A: Panelists identified two ways in which the behavior would change: adversarial activities and perturbation of data or the business itself. It is important to understand these two aspects and build behavioral model accordingly. Also, if the behavioral model does not keep up with the changes, it is going to be less effective in identifying behaviors that one wants to look for. Some of the challenges involved are deciding what matrices to use, defining such matrices, understanding the context (data perturbation vs. malicious activities) and keeping updating the model. It is also important to put the correct causality to the event. For example, 9/11 is due to a security failure not anything else.
Q: Do you need to have some expertise in the field in order to better utilize big data technologies to identify anomalies?
A: Yes, big data analytics will point to some red flags, you need be knowledgeable in the subject matter in order to dig deep and get more information.
Q: Is it practical to do host based modeling using big data technologies?
A: Yes, you have to restrict your domain of monitoring. For example, it may not be practical to do host based monitoring for the whole Purdue network.
Q: How do you do packet level monitoring if the data is encrypted?
A: Cleveland is of the view that one cannot do effective packet level monitoring if the data is encrypted. In their work, they assume that the packets are transmitted in cleartext.
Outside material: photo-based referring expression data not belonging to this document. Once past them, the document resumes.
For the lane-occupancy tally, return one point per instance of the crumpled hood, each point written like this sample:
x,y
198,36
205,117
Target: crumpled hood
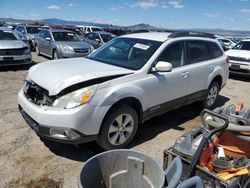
x,y
11,44
75,45
57,75
238,53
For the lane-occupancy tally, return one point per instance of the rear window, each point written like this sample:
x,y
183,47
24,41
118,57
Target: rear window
x,y
34,30
243,45
197,51
215,49
8,35
96,29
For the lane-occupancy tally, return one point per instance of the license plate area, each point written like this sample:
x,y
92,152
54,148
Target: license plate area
x,y
8,58
234,66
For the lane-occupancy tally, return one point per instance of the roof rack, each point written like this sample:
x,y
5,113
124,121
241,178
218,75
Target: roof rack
x,y
191,34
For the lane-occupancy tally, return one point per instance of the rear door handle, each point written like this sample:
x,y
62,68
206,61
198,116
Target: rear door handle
x,y
211,68
185,74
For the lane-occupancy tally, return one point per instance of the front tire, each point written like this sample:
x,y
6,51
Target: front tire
x,y
211,95
55,54
118,128
37,50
Q: To what extent intelligence response being worked out? Can you do it without the intervention of humans?
A: Even with big data analytics, there will be false positives. Therefore, we still need human in the loop in order to pinpoint the incident accurately. These people should have background in computer security, algorithms, analysis, etc.
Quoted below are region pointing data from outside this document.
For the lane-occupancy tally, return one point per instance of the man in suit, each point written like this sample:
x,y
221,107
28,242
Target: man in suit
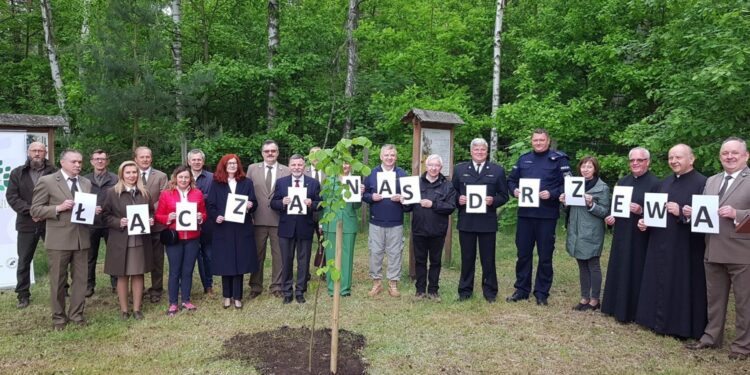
x,y
101,181
67,243
727,259
30,229
155,181
266,220
295,231
479,228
A challenge in current big data technologies like Hadoop is that it is difficult to do near real time analysis yet.
Q: (panel to audience) What are your big data problems?
A: (An audience) Our problem is scalability. There is nothing off the shelf that we can buy to meet our need. We have to put a lot of effort to build these system by putting various component together. Instead of spending time on defending attacks, we have to spend a lot of time on operational tasks.
Q: Is it better to have a new framework for big data for scientific data?
A: It is not the science per se that you have to look at; you have to look at the complexity and size of the data in order to decide. From an operational perspective, a definition/framework may not be important, but from a marketing perspective, it may be important. For example, defining the size of the data set could be potentially useful.
Q: We want to manage EHRs (electronic health records) for 60m people. Can these people be re-identified using big data technologies?
A: Even EHR data confirming to safe harbor rules where 18-19 elements are not there may be re-identified. Safe harbor rules are not sufficient, neither they are necessary. They will protect most people, but not all. You can protect even without safe harbor. This is a very challenging problem and CERIAS has an ongoing research project.
Q: Have you seen adversaries intentionally trying to manipulate big data so that they go undetected? Specifically have you seen adversaries that damage the system slowly to stay below the threshold level of detection and that damage very fast to overwhelm the system?
A: We have seen that adversaries understand your protocols, whether your packets are encrypted or not, etc., so that they can behave like legitimate users. I have heard anecdotal stories of manipulating data in bank and other financial institutions, but can’t point to any specific incident.
Q: Often times, we have to reduce the scope, when many parameters are to be analyzed due to the sheer volume of data. How do you ensure that you still detect an anomaly (no false negatives)?
A: You have to analyze all the data otherwise it may result in false negatives.